Neither Panetta, who later met Pakistan's president and Interior Ministry chief, nor the U.S. Embassy made any public comment.
In a sign of U.S. frustration at Islamabad's failure to eradicate militant safe havens in its territory, unmanned aircraft operated by the CIA are believed to have carried out dozens of missile attacks in Pakistan's wild tribal regions along the Afghan border since last year.
U.S. officials say the missile attacks have killed several senior figures in Al Qaeda, which Washington worries is plotting new Sept. 11-style attacks in the West, and have significantly weakened the terror network's organization.
However, Pakistani leaders publicly protest the strikes, arguing that they kill too many civilians, stoke anti-American sentiment and undermine the government's own efforts to neutralize extremists.
The New York Times reported this past week that U.S. officials are weighing extending the missile strikes into Baluchistan province in pursuit of insurgent leaders who have moved south in search of safety.
Western and Afghan officials have long suspected that Taliban leader Mullah Mohammad Omar and other members of the Taliban government ousted by the U.S. invasion of Afghanistan in 2001 have found refuge in or near the city of Quetta, Baluchistan's capital.
The head of the Baluchistan provincial government insisted Friday that Mullah Omar was in Afghanistan and there was no justification for missile attacks in Baluchistan. The provincial assembly passed a resolution on Saturday demanding that the federal government prevent any such attacks.
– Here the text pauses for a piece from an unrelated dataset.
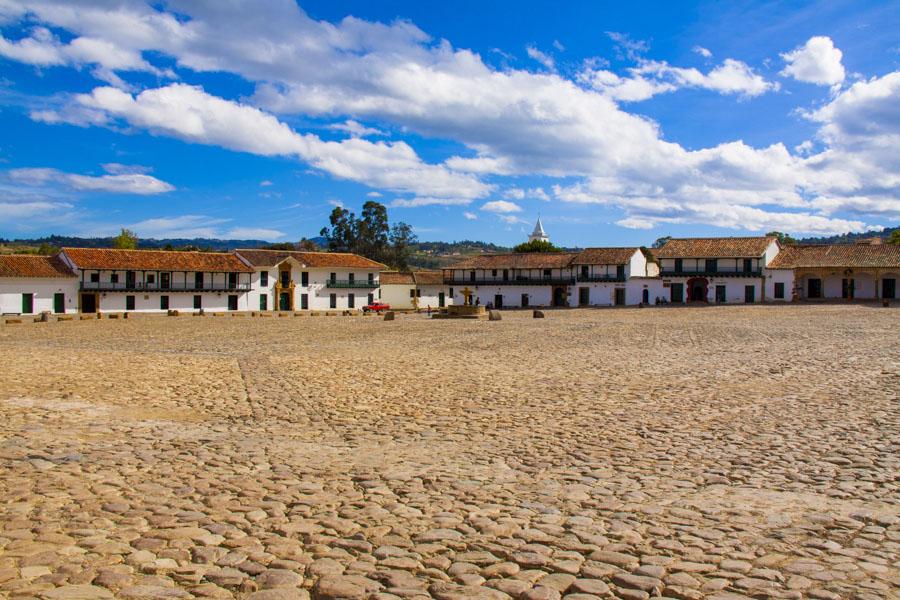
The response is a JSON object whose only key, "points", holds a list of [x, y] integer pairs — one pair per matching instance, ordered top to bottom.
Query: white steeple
{"points": [[538, 233]]}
Pakistani politics have been roiled by a bitter power struggle between President Asif Ali Zardari and the opposition leader that has dragged in the judiciary.
On Saturday, the retirement of Supreme Court Chief Justice Abdul Hameed Dogar opened the way for the reinstatement of a judge ousted by former military leader Pervez Musharraf and championed by opposition leader Nawaz Sharif.
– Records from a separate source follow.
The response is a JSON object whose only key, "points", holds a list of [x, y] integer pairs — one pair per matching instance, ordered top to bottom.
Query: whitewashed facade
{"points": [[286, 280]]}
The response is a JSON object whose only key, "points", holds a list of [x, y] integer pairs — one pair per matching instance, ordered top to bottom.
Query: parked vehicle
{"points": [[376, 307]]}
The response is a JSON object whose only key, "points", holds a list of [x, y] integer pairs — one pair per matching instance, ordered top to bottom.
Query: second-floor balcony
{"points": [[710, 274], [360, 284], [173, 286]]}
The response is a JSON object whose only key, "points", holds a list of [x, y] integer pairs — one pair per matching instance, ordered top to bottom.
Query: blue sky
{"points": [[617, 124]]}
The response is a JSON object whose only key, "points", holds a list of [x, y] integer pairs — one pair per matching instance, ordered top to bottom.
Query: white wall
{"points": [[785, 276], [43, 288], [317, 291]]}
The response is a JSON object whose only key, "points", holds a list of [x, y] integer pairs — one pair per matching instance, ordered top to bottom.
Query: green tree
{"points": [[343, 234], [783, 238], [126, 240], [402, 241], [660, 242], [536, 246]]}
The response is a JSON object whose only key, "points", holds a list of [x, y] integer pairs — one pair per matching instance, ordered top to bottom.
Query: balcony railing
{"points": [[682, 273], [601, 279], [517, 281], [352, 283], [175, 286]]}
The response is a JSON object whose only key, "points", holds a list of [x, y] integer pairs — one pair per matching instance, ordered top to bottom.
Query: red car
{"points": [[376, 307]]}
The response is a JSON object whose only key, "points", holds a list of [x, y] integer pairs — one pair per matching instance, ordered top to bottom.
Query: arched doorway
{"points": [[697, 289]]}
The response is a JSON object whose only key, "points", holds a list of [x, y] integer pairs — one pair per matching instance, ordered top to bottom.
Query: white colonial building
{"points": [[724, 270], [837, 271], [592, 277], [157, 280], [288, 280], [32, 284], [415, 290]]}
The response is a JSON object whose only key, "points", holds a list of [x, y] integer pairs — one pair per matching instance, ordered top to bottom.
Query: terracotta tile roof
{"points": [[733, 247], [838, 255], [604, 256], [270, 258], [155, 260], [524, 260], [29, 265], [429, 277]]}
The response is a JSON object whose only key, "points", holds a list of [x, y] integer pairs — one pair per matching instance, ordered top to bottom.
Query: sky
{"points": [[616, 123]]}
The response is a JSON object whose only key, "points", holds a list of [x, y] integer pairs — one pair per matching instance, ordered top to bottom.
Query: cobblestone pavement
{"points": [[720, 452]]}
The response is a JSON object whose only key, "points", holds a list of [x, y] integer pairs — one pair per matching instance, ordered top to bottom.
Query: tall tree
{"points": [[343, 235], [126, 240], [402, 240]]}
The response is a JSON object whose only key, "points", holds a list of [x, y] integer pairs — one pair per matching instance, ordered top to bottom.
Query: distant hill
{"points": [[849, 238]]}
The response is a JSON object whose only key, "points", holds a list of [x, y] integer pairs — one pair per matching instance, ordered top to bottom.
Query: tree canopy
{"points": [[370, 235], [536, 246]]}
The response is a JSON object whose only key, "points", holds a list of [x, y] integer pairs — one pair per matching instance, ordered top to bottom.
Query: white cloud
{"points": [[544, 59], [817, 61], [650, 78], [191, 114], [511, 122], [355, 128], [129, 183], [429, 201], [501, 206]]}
Dogar was sworn in as chief justice after Musharraf declared emergency rule and purged the court in 2007 to halt challenges to his plans to extend his rule.
Musharraf was eventually pushed from office in 2008 elections by a coalition that vowed to reinstate the ousted judges, who had become symbols of a movement to restore democracy.
However, Zardari balked at bringing back independent-minded Chief Justice Iftikhar Mohammed Chaudhry until opposition parties and activist lawyers threatened protests in the capital last week.
Political tensions are high because of a Supreme Court ruling last month that disqualified Sharif and his politician brother Shahbaz from elected office because of convictions dating from Musharraf's rule.
After the ruling, Zardari dismissed the administration in Punjab, Pakistan's biggest and wealthiest province, which had been led by Shahbaz Sharif.
The government has since appealed the ruling but is also wrangling with Sharif's group and a bloc of former Musharraf supporters over the makeup of a new ruling coalition in the province.